Palmer v WSC Riverside Dr., LLC
2009 NY Slip Op 03391 [61 AD3d 589]
April 28, 2009
Appellate Division, First Department
Published by New York State Law Reporting Bureau pursuant to Judiciary Law § 431.
As corrected through Wednesday, June 10, 2009


Robert Palmer, Respondent,
v
WSC Riverside Drive, LLC, et al., Appellants.

[*1] Sperber Denenberg & Kahan, P.C., New York (Steven B. Sperber of counsel), for appellants.

Jack L. Lester, New York, for respondent.

Judgment, Supreme Court, New York County (Lottie E. Wilkins, J.), entered July 30, 2008, dismissing this action seeking declaratory and other relief after nonjury trial, unanimously modified, on the law, to declare plaintiff has no leasehold possessory rights to the roof area, and otherwise affirmed, with costs in favor of defendants.

The scope of our review of a nonjury trial is as broad as that of the trial judge (Northern Westchester Professional Park Assoc. v Town of Bedford, 60 NY2d 492, 499 [1983]), and permits us to substitute our own judgment where the evidence fails to support an important element of the trial court's findings (Jossel v Filicori, 235 AD2d 205, 206 [1997]). The trial court limited its declaration to stating that plaintiff was entitled to possession of the entire apartment under the current lease, and found an ambiguity as to whether this included the adjacent outdoor area, thus sidestepping the issue of rights thereto. This was due to a dearth of evidence that defendant WSC, the shareholder in the cooperative and holder of the proprietary lease appurtenant to the apartment, had any rights to the roof area.

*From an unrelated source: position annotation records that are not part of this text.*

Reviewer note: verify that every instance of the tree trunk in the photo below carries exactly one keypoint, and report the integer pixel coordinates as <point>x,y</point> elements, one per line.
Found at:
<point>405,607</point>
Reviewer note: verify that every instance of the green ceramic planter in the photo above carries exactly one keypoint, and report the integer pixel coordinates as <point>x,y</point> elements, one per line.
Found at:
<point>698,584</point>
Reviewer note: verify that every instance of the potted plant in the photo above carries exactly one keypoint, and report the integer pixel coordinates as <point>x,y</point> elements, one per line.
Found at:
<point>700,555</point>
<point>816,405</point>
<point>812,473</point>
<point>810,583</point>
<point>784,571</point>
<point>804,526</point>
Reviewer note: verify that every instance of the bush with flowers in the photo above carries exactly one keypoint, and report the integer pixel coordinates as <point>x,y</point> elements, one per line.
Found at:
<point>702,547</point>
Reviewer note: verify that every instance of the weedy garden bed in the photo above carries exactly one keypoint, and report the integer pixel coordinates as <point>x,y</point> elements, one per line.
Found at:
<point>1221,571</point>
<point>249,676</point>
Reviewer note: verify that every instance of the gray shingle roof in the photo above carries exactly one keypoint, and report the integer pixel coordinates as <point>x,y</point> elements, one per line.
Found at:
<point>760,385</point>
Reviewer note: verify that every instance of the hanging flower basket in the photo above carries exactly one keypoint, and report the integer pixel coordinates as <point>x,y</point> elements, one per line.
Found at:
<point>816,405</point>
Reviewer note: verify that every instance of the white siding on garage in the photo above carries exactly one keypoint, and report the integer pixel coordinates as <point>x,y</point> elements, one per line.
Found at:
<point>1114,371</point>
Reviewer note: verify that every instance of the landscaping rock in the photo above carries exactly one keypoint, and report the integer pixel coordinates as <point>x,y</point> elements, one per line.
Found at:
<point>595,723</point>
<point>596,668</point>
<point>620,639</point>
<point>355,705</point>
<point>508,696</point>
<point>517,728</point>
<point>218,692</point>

There was no ambiguity in the lease, which controls the parties' rights and obligations. The lease referred only to the "Apartment," not the roof, except in a standard-form provision in the attached rules prohibiting tenants from drying their clothes there (see Hazlett v Rahbar, 27 AD3d 384 [2006]). Nothing in the admitted documents or the parties' conduct allows an interpretation permitting plaintiff to use the roof/terrace area (see 1050 Fifth Ave. v May, 247 AD2d 243 [1998]; Jossel, 235 AD2d at 206).

In an action for declaratory judgment, where a disposition on the merits is against granting certain relief, the court should make a declaration rather than simply dismissing that aspect of the complaint (Hirsch v Lindor Realty Corp., 63 NY2d 878 [1984]; see also Real Bidder v St. Luke's-Roosevelt Hosp. Ctr., 254 AD2d 123 [1998]). Accordingly, we declare that plaintiff has no possessory rights under the lease to the roof area. [*2]

We have considered the balance of plaintiff's argument and find it unavailing. Concur—Mazzarelli, J.P., Andrias, Nardelli, Catterson and DeGrasse, JJ.